Background & Summary

Neutrophils are the most abundant white blood cells in human blood and are crucial for the early immune defense against infections1. Upon activation, neutrophils utilize various mechanisms to combat pathogens, including degranulation, phagocytosis, and the release of neutrophil extracellular traps (NETs)2. NETs, first described by Brinkmann et al. in 2004, are extracellular web-like DNA structures composed of decondensed chromatin and antimicrobial proteins that trap and kill pathogens3,4. The process of NET formation, known as NETosis, has been shown to play a vital role in innate immunity5,6.

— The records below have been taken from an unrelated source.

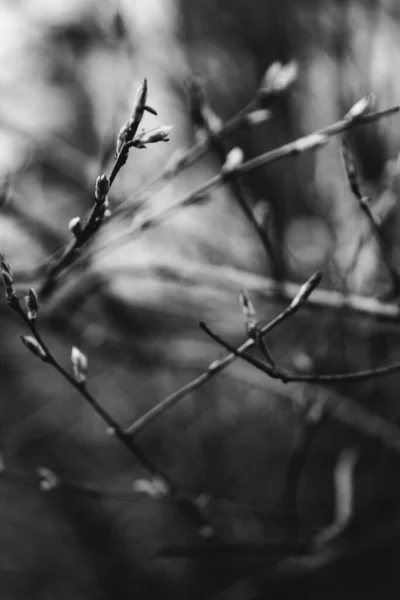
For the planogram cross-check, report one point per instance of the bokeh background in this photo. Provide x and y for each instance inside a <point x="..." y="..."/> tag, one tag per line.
<point x="68" y="75"/>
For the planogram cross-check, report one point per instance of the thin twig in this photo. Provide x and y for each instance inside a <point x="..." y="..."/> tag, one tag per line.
<point x="287" y="376"/>
<point x="365" y="205"/>
<point x="344" y="498"/>
<point x="307" y="143"/>
<point x="216" y="366"/>
<point x="189" y="508"/>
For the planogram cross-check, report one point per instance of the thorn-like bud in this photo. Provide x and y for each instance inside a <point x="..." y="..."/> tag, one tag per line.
<point x="155" y="488"/>
<point x="75" y="227"/>
<point x="277" y="78"/>
<point x="102" y="188"/>
<point x="233" y="161"/>
<point x="48" y="479"/>
<point x="306" y="289"/>
<point x="159" y="134"/>
<point x="249" y="314"/>
<point x="32" y="304"/>
<point x="79" y="365"/>
<point x="34" y="346"/>
<point x="8" y="281"/>
<point x="360" y="107"/>
<point x="351" y="170"/>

Recent studies have demonstrated that diverse stimuli, such as bacteria, fungi, and viruses, induce NET formation through distinct mechanisms. Early research identified only a limited set of proteins in NETs induced by phorbol 12-myristate 13-acetate (PMA), a general immune stimulator7. However, advances in proteomics have enabled a more comprehensive understanding of the NET proteome. Notably, NETs formed in response to different stimuli exhibit distinct proteomic profiles, as seen with LPS- and PMA-induced NETs8. The nature of the stimulus is the primary determinant of NET protein composition, although disease-related cellular properties may also have some subtle influence on their composition9,10. However, the specific proteins involved and their roles remain unclear.

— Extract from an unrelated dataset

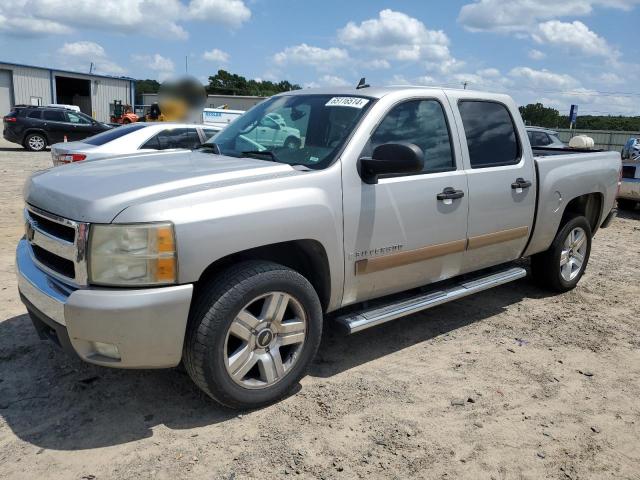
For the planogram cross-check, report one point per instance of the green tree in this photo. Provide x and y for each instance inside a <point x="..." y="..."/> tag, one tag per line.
<point x="539" y="115"/>
<point x="226" y="83"/>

To comprehensively analyze the proteomic profiles of NETs formed under various stimuli, Data - Independent Acquisition (DIA) mass spectrometry is a promising approach. DIA mass spectrometry offers several advantages over traditional Data-Dependent Acquisition (DDA), including higher throughput, better quantitative accuracy, and greater reproducibility11. DIA collects data from all ions within predefined m/z windows, providing a more comprehensive and unbiased analysis of complex samples12,13. These features make DIA especially suited for large-scale studies, such as those characterizing the dynamic proteomes involved in NET formation under various stimuli. The technique allows precise identification and quantification of proteins, as demonstrated in the present study.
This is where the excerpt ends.